虫垂炎が悪化すると組織が壊死して虫垂に穴があき腹膜炎になって、昔は発見の遅れ等から死亡率が非常に高い疾患でした。

昭和30年代以降、少しでも虫垂炎の疑いがあれば「手遅れになると恐い」ということで安易に手術をする風潮が蔓延していました。

この結果、日本人は過去に「盲腸」の手術をした事のある人は5人に1人、欧米先進諸国の数倍に昇っています。

ところで虫垂の解剖学的な構造を調べてみると、虫垂はリンパ組織が非常に発達していて、その点でノドの扁桃腺に似ているため「腹部の扁桃腺」と言われるほどです。
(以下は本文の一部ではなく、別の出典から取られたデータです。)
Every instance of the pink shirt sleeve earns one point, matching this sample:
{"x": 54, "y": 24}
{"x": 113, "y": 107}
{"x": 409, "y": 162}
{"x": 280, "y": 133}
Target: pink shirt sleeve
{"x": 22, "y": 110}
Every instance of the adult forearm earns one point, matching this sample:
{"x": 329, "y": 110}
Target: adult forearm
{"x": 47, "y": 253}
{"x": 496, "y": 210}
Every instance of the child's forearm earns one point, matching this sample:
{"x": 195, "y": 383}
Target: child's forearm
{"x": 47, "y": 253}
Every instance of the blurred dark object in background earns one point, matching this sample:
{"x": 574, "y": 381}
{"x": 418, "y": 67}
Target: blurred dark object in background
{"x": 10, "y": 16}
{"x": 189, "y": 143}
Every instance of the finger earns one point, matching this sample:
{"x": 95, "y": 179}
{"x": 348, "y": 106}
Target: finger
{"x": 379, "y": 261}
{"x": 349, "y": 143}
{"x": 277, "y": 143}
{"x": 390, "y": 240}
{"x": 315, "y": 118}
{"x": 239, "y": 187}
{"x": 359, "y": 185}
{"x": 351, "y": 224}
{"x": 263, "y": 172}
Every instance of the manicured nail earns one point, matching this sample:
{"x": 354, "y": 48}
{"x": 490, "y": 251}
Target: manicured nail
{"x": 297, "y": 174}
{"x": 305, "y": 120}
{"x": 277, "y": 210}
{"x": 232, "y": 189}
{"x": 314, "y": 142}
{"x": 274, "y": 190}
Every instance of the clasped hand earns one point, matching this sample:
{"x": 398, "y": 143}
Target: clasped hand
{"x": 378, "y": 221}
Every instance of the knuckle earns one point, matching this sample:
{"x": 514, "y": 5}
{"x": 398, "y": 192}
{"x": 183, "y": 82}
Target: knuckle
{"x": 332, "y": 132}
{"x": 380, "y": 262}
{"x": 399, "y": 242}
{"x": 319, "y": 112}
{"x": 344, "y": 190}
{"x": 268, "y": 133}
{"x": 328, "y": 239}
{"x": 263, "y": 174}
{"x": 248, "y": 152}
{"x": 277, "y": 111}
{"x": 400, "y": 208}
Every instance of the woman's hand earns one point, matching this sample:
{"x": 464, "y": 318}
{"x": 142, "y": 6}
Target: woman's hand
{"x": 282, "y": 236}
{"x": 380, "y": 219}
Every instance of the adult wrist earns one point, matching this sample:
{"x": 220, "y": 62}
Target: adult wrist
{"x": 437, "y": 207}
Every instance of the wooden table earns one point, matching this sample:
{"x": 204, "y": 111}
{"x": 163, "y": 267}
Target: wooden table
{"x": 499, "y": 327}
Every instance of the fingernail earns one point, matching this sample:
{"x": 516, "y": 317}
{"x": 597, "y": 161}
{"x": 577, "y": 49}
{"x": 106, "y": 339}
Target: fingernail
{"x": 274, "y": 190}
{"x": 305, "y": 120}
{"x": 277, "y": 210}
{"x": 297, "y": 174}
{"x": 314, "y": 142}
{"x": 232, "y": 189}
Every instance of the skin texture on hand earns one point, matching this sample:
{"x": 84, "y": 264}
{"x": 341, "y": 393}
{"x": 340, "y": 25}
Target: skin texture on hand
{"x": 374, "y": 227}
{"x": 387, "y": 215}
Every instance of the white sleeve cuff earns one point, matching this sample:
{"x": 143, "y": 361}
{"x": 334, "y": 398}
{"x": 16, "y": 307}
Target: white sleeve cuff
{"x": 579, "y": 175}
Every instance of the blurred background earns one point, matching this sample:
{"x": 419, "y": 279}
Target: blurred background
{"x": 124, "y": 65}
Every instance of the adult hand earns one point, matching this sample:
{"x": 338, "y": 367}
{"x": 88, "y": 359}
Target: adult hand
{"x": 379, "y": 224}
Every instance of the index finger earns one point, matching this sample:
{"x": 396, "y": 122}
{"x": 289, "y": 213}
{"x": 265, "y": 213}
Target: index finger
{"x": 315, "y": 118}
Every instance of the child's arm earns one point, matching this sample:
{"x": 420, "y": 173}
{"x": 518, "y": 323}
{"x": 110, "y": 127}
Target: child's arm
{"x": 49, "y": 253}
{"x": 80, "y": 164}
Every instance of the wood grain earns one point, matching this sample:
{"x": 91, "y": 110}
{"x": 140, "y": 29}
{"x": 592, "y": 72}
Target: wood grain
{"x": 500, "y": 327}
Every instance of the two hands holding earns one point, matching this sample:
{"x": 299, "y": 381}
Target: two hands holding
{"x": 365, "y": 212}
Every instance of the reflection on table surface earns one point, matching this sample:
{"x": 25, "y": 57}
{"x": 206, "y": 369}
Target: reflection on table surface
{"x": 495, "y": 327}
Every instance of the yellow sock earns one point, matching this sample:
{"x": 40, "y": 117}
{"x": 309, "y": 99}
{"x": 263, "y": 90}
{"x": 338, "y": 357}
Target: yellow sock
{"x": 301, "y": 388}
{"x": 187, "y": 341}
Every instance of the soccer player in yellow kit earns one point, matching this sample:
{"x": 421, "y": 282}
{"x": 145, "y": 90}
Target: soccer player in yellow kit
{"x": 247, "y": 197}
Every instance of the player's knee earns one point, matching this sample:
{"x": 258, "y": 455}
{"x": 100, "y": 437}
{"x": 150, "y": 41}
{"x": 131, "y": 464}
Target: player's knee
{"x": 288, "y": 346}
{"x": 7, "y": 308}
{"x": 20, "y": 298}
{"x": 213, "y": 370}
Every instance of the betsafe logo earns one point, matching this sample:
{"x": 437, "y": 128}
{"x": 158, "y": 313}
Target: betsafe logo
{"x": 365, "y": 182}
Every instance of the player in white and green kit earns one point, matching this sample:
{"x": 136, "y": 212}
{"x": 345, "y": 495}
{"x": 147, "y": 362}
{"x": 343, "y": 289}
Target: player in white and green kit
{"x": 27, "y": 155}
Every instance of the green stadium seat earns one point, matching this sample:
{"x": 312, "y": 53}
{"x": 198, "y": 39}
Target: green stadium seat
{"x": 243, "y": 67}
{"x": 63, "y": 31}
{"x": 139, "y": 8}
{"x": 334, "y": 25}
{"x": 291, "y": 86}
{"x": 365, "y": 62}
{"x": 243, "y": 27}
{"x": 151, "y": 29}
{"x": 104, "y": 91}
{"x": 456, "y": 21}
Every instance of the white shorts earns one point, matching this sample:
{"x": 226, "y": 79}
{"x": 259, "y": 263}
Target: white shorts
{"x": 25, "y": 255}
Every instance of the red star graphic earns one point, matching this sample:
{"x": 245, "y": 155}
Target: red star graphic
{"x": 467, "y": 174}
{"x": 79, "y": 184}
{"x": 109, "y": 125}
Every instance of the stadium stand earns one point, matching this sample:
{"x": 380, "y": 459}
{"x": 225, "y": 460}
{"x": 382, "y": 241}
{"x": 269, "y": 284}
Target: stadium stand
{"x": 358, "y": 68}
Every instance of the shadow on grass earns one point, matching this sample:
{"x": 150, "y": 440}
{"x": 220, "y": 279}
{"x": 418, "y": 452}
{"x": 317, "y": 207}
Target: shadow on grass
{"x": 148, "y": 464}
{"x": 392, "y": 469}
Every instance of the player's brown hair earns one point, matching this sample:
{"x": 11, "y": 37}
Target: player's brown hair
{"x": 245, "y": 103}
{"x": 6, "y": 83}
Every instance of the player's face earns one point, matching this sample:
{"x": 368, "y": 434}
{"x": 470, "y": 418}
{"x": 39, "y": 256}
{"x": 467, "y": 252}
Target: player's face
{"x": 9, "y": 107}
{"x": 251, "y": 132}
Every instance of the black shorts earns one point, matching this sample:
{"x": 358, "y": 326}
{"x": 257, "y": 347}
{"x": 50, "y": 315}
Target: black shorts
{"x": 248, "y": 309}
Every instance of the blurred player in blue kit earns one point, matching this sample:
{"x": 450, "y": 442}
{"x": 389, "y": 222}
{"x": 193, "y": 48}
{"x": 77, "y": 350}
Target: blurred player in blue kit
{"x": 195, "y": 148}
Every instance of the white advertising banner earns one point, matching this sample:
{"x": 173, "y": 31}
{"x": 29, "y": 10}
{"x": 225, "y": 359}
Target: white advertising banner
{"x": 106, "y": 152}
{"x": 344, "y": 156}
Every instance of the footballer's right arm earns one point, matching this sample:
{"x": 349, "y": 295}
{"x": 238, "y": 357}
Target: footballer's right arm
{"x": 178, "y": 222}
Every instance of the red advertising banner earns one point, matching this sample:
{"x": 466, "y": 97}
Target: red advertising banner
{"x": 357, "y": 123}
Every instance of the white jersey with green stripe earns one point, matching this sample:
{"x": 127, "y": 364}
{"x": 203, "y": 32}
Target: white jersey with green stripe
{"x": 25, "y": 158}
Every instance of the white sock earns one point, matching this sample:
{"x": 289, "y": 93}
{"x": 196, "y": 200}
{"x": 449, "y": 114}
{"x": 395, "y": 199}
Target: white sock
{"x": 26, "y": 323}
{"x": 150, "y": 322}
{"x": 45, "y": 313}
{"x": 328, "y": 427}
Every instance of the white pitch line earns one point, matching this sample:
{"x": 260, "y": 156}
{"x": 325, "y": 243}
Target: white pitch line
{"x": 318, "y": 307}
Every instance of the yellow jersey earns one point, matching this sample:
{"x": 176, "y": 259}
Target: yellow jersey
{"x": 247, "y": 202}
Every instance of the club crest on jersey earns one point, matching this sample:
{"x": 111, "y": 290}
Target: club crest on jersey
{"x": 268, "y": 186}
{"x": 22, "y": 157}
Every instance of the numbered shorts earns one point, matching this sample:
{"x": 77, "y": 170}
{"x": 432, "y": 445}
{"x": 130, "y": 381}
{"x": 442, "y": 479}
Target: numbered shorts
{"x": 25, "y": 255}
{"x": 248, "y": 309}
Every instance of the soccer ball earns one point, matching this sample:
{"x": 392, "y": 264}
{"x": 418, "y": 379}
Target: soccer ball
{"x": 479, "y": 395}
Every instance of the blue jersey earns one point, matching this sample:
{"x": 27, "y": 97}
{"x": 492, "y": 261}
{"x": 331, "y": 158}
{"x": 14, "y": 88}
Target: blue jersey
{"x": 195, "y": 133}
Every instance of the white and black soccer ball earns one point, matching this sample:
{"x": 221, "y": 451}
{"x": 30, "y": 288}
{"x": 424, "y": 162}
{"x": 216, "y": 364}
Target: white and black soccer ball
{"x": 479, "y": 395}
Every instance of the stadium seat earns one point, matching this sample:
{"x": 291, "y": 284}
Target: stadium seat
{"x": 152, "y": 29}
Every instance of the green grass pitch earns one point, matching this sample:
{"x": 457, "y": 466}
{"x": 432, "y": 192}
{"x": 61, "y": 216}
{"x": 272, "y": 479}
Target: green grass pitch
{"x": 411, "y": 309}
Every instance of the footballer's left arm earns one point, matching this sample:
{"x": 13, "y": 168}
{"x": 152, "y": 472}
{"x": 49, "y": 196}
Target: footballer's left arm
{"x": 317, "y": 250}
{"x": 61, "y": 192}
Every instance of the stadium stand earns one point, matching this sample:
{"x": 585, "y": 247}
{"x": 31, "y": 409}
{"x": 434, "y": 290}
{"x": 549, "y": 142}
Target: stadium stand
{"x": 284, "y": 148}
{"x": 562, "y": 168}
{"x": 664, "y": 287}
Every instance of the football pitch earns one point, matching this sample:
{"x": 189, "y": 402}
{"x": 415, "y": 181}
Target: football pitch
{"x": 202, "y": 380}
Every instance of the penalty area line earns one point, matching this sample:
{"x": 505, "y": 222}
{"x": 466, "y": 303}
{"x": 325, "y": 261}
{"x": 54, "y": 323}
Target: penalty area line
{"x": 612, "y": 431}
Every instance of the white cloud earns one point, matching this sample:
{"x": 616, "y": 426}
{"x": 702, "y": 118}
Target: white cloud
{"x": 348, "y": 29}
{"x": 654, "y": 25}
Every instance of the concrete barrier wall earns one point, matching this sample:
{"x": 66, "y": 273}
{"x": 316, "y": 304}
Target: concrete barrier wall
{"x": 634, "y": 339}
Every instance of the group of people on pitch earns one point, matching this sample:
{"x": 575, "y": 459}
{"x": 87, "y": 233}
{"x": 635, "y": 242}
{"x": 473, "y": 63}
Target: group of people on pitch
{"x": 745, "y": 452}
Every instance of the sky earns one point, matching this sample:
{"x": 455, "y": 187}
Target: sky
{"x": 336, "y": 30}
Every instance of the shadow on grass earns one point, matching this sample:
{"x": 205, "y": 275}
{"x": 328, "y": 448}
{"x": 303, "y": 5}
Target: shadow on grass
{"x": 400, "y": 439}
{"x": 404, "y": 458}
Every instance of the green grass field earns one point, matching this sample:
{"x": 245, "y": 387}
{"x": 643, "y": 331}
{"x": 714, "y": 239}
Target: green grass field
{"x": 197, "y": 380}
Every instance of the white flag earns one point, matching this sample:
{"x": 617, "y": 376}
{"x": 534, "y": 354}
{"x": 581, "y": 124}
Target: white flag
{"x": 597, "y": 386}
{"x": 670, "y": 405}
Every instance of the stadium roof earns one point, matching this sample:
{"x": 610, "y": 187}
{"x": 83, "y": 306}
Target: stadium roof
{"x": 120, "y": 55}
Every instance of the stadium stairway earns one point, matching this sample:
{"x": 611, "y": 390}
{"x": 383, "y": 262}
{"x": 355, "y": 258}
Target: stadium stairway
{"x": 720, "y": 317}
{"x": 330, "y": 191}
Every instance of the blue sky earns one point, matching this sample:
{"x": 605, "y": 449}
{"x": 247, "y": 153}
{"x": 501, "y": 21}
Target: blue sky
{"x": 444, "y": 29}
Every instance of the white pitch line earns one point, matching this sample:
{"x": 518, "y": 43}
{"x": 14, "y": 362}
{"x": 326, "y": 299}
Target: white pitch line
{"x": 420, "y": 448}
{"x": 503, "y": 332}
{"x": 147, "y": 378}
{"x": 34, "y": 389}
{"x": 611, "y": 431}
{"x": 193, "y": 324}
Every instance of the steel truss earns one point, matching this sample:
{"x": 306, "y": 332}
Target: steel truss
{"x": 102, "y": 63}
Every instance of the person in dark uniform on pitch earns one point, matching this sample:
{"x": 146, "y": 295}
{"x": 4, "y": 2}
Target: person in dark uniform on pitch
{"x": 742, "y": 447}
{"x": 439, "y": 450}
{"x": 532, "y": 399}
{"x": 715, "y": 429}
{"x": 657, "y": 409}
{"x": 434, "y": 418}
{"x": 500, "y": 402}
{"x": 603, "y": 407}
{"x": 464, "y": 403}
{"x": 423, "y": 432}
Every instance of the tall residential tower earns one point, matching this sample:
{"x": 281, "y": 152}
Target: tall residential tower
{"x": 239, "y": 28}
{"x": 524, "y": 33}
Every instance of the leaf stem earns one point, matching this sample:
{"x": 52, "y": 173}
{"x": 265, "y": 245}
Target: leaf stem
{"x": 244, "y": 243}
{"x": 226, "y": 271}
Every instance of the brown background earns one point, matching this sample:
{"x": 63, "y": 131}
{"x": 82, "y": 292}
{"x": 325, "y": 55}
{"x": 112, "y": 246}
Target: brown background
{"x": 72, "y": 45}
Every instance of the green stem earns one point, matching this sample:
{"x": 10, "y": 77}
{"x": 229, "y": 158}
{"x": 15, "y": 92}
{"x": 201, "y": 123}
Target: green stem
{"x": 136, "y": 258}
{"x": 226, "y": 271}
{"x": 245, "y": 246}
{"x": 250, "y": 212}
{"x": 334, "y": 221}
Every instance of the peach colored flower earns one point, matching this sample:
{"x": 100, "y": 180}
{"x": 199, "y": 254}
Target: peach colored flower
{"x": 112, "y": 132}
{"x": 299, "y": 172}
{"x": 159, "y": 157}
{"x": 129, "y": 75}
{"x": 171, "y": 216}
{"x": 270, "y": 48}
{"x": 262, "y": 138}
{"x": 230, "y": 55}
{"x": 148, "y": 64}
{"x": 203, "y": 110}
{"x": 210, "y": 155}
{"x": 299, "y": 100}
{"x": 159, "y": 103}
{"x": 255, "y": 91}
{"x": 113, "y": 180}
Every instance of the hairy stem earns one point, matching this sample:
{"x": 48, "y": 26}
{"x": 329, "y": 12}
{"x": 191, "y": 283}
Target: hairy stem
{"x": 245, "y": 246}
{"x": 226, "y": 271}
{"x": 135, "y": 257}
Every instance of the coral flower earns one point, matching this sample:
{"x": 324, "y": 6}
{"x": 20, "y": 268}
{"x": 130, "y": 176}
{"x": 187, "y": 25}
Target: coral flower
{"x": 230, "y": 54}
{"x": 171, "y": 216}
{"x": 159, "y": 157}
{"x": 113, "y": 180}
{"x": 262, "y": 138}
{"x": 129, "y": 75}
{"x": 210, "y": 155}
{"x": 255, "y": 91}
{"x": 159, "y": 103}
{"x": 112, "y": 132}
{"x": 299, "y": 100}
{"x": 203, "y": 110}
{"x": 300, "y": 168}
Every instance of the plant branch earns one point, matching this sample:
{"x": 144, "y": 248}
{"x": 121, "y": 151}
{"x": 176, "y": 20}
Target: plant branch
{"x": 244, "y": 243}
扁桃腺は幼児で発達していて、病原体の侵入に感受性が高くてよく炎症を起こします。

大腸起始部の虫垂のリンパ組織も若年者で非常によく発達して炎症を起こしやすく、虫垂炎の好発年齢は10代後半から20代前半です。

虫垂のリンパ組織は、パイエル板という小腸の粘膜下にあって消化管免疫を司るリンパ組織によく似た組織で、免疫グロブリンをつくるB細胞も多数存在しています。

近年の大腸がん等のがん患者の増加は、生体の免疫能に関わる虫垂がやたらと切られてきたツケではないかとみる病理学者もいるほどです。